それから、継母は父の意図をようやく悟ったようだ。愛されているわけではなく、盾にもならない捨て置かれた存在だということに。

 そして、虐げていたシィリンと自分たちが同格であると知ったらしい。ただ黙々と虐げられていた子どもに恐怖を感じたのかなんなのか、それからは大人しくなって、腫物に障るようにシィリンと距離をとり近づくこともなかった。

 途端の手のひら返しである。

 これまでの態度を一変させたおかげで、日常がひどくぬるい。できればもっと苛烈に虐め抜いてほしかった。

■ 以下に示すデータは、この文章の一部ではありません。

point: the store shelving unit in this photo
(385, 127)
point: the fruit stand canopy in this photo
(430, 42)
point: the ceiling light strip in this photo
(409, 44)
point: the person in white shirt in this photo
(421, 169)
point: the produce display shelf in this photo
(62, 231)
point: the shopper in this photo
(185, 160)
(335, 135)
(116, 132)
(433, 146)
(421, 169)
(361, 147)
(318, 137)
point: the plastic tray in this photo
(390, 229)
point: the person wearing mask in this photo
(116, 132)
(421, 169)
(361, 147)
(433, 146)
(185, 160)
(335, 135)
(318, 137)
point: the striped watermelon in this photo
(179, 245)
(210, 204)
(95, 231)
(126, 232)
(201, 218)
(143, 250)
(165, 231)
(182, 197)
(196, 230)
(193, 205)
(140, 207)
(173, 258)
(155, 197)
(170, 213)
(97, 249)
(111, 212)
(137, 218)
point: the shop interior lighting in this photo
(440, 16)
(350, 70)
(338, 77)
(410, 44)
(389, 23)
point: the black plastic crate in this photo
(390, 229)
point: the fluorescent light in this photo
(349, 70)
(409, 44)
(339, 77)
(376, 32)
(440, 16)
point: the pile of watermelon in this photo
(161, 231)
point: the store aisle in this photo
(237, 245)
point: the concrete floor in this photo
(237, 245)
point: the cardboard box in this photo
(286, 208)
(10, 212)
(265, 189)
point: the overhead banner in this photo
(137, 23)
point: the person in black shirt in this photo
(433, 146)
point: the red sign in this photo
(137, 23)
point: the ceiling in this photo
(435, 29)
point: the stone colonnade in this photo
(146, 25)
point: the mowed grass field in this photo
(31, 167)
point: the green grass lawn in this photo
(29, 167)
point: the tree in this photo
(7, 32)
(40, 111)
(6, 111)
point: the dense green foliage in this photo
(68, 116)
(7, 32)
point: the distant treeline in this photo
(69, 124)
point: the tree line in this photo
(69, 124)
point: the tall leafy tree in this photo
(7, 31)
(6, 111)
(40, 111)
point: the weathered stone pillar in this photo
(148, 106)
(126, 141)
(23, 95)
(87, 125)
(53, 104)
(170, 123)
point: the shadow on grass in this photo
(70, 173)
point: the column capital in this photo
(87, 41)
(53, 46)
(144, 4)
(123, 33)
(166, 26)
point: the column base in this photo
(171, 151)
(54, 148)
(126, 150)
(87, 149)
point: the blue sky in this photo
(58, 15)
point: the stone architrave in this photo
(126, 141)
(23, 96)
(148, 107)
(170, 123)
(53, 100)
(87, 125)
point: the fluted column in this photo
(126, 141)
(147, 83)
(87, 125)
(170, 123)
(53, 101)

 どこかで見ている神様が、同情して父に情けをかけてくれるくらいには。

 憐れな罪人の娘が償っている間くらいは、恩情をかけてくれるように。


 そんな中、ふと出会ったゴシップ紙には、シィリンが日々望む悲劇が満載だった。

 天啓を受けたと言っても過言ではない。

 教典だ。聖典でもいい。

 とにかく、あらゆる不幸が詰まっていた。


 ときめいてしまったのは誤算だったが、これを頼りにして日々を過ごしていこうという指針になったのは間違いない。


 シィリンはゴシップ紙にどっぷりと嵌まってしまった。


 ――こうしてとある少女に信仰が生まれたのだ。